Cinq ans après, au cœur de l’été 1877, il épouse en secondes noces Elisabeth Pepper, à nouveau une bien jeune femme puisqu’elle a vingt-deux ans et lui trente-huit. Il ne fallait pas trop tarder à célébrer la noce : Edward vient au monde quatre mois plus tard.
Décrypté à travers les archives administratives qui sont souvent les seules à notre disposition, ce mariage apparait à nouveau comme une succession d’évènements dramatiques. Dix mois après Edward, George Eugène vient agrandir la famille mais il est bien vite emporté par un choléra infantile alors qu’il n’a pas encore quatre mois.
Lizzie va encore accoucher de trois enfants, parmi lesquels seul Albert, né en 1881, parviendra à l’âge adulte. Après lui, le petit Joseph né au printemps 1882, n’atteindra pas deux mois.
En septembre 1883, elle met au monde une fille, Agnès Delia, dont le second prénom donne à penser que la plus jeune de mes mercières fut sa marraine. J’aime ces signes discrets qui témoignent du réseau tissé entre les cousines et les cousins issus des deux George Frédéric. Les indices de moments de bonheur, si fugaces…
Car en février 1885, Lizzie est victime de la tuberculose. La petite Delia de dix-huit mois ne survit que de quelques semaines à sa mère. Il y a vraiment des histoires dont on se demande par quel bout on va entreprendre de les raconter, tant on a l’impression qu’elles se résument à une litanie de décès. Malheureusement, ce n’est pas terminé.
Achille se retrouve donc veuf pour la seconde fois, avec maintenant quatre enfants sous son aile. La première à quitter le nid est Adèle qui se marie en 1892, alors qu’elle va sur ses vingt-deux ans. Encore un mariage dicté par l’urgence : prénommée comme la grand-mère qu’elle n’a pas connue, la petite Céleste naîtra moins de quatre mois après la noce, au tout début de l’automne… et partira en mai suivant, sans même avoir vécu son premier été.
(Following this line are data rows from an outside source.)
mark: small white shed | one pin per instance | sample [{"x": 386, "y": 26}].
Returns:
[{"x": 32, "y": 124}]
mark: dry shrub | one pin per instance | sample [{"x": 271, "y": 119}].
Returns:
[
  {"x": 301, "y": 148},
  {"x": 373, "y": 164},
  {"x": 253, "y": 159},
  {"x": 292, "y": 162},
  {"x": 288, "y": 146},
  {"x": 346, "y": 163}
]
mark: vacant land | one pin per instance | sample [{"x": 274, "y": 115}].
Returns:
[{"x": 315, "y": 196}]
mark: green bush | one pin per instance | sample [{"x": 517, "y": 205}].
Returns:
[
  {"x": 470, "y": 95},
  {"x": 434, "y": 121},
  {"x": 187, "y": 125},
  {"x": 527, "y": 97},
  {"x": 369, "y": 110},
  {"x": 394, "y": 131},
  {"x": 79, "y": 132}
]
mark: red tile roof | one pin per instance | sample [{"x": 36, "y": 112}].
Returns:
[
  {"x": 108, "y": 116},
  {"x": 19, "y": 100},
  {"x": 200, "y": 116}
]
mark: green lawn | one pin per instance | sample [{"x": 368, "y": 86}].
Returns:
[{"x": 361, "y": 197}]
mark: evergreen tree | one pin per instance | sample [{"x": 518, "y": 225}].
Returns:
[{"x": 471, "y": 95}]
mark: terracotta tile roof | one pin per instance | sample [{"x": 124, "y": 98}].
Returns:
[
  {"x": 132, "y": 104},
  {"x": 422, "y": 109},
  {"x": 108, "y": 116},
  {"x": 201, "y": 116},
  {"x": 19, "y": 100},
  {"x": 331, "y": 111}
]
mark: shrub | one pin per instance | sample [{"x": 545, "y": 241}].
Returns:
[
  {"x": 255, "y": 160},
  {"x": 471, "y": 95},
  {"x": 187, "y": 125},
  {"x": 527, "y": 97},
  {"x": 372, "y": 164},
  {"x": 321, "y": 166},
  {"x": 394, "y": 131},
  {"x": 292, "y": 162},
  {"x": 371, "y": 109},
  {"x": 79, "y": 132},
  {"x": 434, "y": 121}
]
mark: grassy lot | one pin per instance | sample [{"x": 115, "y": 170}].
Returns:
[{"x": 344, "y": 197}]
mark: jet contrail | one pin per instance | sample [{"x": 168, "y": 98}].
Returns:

Adèle met encore au monde une fille, Viola, née en janvier 1894. Puis elle tombe malade et quitte la vie dans l’été 1894. Elle a vingt-trois ans, le même âge précoce auquel sa mère était morte quand elle était encore bébé.
Les trois garçons restent groupés autour de leur père, chez qui ils habitent encore au recensement de 1900, dans la petite maison qu’il a achetée il y a une vingtaine d’années au cœur du Faubourg Marigny. Troisième génération de cette famille d’ingénieurs et de mécaniciens, Anatole travaille comme son père pour l’industrie sucrière.
1902 est l’année où la famille va se défaire, pour d’heureuses et moins heureuses raisons. Edward se marie le 2 avril et Anatole le 12 novembre. Achille n’aura assisté qu’aux premières noces car il meurt juste trois jours avant les secondes, le 9 novembre. Il a soixante-trois ans.
Mon fabricant de cousinages
Voilà encore une vie bien sinueuse que celle d’Achille. Curieusement, ce n’est qu’en m’attaquant à vraiment la raconter que j’ai réalisé les deuils successifs auxquels il avait été confronté : se contenter de retracer les itinéraires de nos gens sous forme de schémas parsemés de dates fait souvent perdre cette réalité-là.
Sans avoir atteint un âge démesurément avancé, il aura connu son lot d’accidents de parcours de toutes natures. Et que dire de ses malheureuses épouses, toutes deux disparues si jeunes… Au minimum qu’il ne leur a pas porté chance, ou qu’il n’en a lui-même pas eu.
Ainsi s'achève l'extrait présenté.